Variants in autosomal-dominant CPS genes
Heterozygous P/LP variants in autosomal dominant (AD) CPS genes were found in seven patients (9.7%, Table 1). Of these, four patients carried a P/LP variant in an AD CPS gene known to be associated with the patient’s tumour type. A pathogenic variant in WT1 (c.1046del, p.(Leu349Profs*26)) was found in a patient with nephroblastoma (PaedCan01). He and his brother both had nephroblastomatosis and cryptorchidism. Segregation analysis identified the variant in the brother of the index. Both parents tested negative for this variant. The combination of a negative test in the parents and a positive test in a sibling indicates gonadosomatic mosaicism, which is associated with an increased recurrence risk of a WT1-disorder for siblings and was suspected in this family (Table 1).

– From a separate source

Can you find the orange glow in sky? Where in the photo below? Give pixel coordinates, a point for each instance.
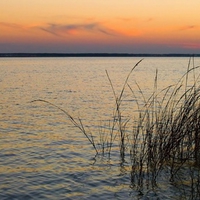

A pathogenic de novo deletion of the NF1 gene (Ex30-58del, size 285 kb) was found in a second patient with a malignant mesenchymal tumour (PaedCan18). The patient fulfilled the clinical criteria for neurofibromatosis type 1. TGS allowed the precise detection of the genomic breakpoint locations and the surrounding genes affected by the deletion. In this case, none of the surrounding genes was known to be disease-causing in OMIM.
The third patient had a history of papillary thyroid carcinoma (PaedCan16) and was found to carry a pathogenic PALB2 variant (c.72del, p.(Arg26Glyfs*7)) as well as a pathogenic deletion of several exons of DICER1 (Ex1-7del, size 1.11 Mb), both inherited from her mother. Besides the diagnosis of breast cancer at the age of 49 years in the patient’s mother, there was no additional cancer diagnosis related to the germline findings in the family. However, thyroid gland diseases of the mother and the sister were reported. In addition to DICER1, three additional disease-causing OMIM genes for recessive conditions or conditions of unknown inheritance (GLRX5, TCL1B, TCL1A) were found to be within the deletion.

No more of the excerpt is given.